Вот пародия на него Д. Д. Минаева (под псевдонимом Михаил Бурбонов, в Искре, 1863, № 44; печ. по изд.: Русская стихотворная пародия, под ред. А. А. Морозова. Л., 1960, с. 507 и 785):
Пусть травы на воде русалки колыхают,
Пускай живая трель ярка у соловья,
Но звуки тишины ночной не прерывают…
Как тихо… Каждый звук и шорох слышу я.
Пустив широкий круг бежать по влаге гладкой,
Порой тяжелый карп плеснет у тростников;
Ветрило бледное не шевельнет ни складкой;
Уснули рыбаки у сонных огоньков.
Скользит и свой двойник на влаге созерцает.

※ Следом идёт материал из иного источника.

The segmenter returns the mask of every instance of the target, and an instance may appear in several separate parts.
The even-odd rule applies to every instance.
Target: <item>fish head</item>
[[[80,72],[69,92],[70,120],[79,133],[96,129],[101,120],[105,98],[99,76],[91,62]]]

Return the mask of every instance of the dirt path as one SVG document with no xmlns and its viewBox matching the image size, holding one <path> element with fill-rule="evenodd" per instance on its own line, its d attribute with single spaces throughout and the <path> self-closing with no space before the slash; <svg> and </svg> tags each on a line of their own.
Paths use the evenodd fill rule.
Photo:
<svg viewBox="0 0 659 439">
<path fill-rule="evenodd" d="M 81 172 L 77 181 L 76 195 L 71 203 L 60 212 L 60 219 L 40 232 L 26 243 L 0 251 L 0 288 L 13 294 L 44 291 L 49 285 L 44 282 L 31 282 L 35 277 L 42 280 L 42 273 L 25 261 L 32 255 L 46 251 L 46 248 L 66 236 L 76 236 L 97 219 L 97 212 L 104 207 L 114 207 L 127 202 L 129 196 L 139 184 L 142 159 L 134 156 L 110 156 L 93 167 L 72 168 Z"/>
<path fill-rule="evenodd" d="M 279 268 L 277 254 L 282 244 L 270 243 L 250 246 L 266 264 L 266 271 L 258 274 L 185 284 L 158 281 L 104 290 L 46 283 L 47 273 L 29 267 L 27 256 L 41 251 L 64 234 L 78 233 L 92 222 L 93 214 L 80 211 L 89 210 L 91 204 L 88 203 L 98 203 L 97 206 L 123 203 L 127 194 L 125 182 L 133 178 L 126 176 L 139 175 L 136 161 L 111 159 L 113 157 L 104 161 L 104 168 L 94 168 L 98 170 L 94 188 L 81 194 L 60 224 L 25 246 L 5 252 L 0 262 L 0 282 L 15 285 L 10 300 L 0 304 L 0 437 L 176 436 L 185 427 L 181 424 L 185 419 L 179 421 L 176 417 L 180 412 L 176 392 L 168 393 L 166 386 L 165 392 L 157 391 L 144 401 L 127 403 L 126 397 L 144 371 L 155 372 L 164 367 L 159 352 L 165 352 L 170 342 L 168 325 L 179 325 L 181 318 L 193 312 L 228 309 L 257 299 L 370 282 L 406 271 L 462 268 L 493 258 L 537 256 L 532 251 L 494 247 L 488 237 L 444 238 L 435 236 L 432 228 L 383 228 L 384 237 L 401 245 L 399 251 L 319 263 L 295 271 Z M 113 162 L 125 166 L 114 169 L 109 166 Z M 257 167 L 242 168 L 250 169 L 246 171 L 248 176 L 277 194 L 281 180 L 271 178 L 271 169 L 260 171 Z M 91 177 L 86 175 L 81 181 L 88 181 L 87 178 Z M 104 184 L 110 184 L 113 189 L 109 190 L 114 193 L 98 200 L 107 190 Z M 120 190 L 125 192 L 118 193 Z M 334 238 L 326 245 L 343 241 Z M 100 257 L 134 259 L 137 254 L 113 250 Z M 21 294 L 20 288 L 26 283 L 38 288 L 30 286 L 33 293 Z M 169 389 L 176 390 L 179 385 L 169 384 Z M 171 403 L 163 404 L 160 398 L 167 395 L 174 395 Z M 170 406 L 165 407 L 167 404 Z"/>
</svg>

Как лебедь молодой, луна среди небес.
Русалка белая небрежно выплывает;
Уснуло озеро; безмолвен черный лес.
Пародия представляет собой стихотворение Фета, переписанное без изменений в обратном порядке — от последней строки к первой. Это не единственный в русской поэзии образец пародии такого рода — Н. Полевой в 1831 г. представил таким же образом пушкинское «Посвящение» к «Евгению Онегину» («Вот сердца горестных замет, Ума холодных наблюдений…»), а тот же Минаев в том же 1863 г. (Русское слово, 1863, № 9) — фетовское же стихотворение «В долгие ночи, как вежды на сон не сомкнуты…». Общая установка пародий была, по-видимому, на «бессодержательность» и вытекающую из нее «бессвязность» оригиналов; с этим можно сравнить ходячие насмешки над нетрадиционной живописью от Тернера до наших дней — рассказы о том, как та или иная картина была повешена на выставке вверх ногами, и публика этого не замечала. Однако из трех перечисленных стихотворных пародий удачною может считаться, пожалуй, только эта: в остальных чтение «сзади наперед» слишком очевидным образом более бессвязно, чем чтение оригинала. Здесь этого нет: пародический текст звучит так же естественно, как и оригинальный. Минаев даже пишет: «Положа руку на сердце, можно сказать, стихотворение даже выигрывает при последнем способе чтения, причем описываемая картина выражается последовательнее и художественнее».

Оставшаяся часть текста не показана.